Pero otro de los motivos es el de reducir los errores de lectura. Algunas letras pueden confundirse fácilmente con números o con otros caracteres. La «O», por ejemplo, es prácticamente indistinguible del cero a cierta distancia o en condiciones de poca visibilidad. Eliminar las vocales ayuda a mejorar la legibilidad tanto para los agentes como para los sistemas de reconocimiento a través de cámaras y radares. 

La identificación correcta de un vehículo es un elemento clave de la seguridad vial y de la gestión del tráfico. A través de la matrícula se puede conocer el titular del vehículo, comprobar si el coche tiene seguro o ITV en vigor y registrar las sanciones.

Imagen de la DGT

Más letras prohibidas

El sistema español no solo excluye las cinco vocales desde que se implantó el sistema actual de matrículas. También deja fuera combinaciones como CH y LL, aunque formen parte del abecedario tradicional, además de la Ñ y la Q. Las razones vuelven a ser prácticas, ya que la Ñ puede confundirse con la N, mientras que la Q se parece mucho al número 0 y a la propia O, lo que puede dar lugar a error.

En total, son nueve las letras o combinaciones vetadas en las matrículas españolas. Gracias a esta selección se mantiene un patrón homogéneo que facilita la lectura rápida, algo especialmente relevante en entornos como autopistas o controles automatizados.

El diseño también responde a una cuestión de capacidad. Las cuatro cifras permiten hasta 10.000 combinaciones distintas, del 0000 al 9999, lo que, combinado con las letras disponibles, ofrece margen suficiente para décadas sin necesidad de modificar el sistema. 

¿Existen todavía matrículas con vocales?

A pesar de la norma, es posible cruzarse con coches que sí las llevan. En la mayoría de los casos se trata de vehículos matriculados en el extranjero, donde cada país establece sus propias reglas.  

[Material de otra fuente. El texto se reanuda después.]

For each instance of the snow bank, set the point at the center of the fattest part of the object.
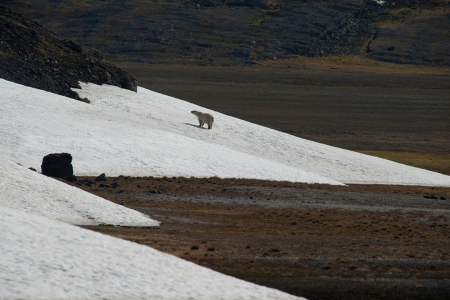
(46, 259)
(149, 134)
(28, 191)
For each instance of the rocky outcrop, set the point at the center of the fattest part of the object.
(35, 57)
(58, 165)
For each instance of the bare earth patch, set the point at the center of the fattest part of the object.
(316, 241)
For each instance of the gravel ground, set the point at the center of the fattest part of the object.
(320, 242)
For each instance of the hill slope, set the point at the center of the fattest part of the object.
(219, 32)
(149, 134)
(36, 57)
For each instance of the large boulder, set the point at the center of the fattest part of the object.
(58, 165)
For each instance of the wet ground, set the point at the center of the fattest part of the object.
(316, 241)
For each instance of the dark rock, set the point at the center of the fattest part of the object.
(57, 165)
(101, 177)
(115, 185)
(35, 57)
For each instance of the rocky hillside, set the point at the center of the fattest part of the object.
(222, 32)
(33, 56)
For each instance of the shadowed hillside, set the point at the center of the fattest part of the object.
(220, 32)
(33, 56)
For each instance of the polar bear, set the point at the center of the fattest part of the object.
(204, 118)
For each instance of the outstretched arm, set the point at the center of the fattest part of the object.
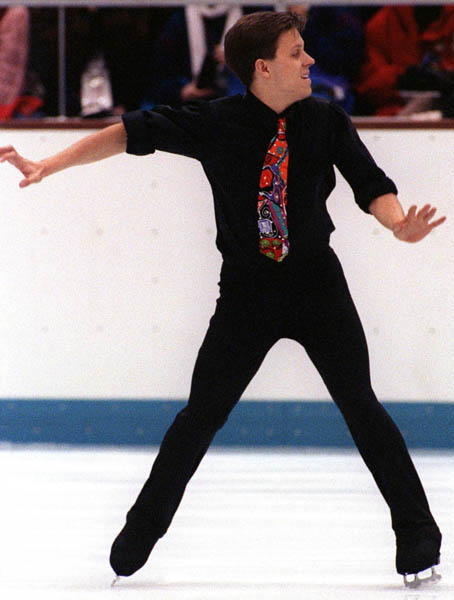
(410, 227)
(102, 144)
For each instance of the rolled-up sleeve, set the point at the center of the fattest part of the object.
(355, 162)
(166, 129)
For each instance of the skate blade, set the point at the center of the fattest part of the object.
(416, 581)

También pueden verse en automóviles antiguos. Antes de septiembre de 2000, España utilizaba un formato diferente que sí permitía vocales, por lo que esos vehículos mantienen su placa original salvo que se rematriculen.  

Este cambio respondió, además, al intento de armonizar el modelo español con el del resto de la Unión Europea, apostando por un sistema más neutral que no diese información sobre la provincia de origen y que simplificara la gestión.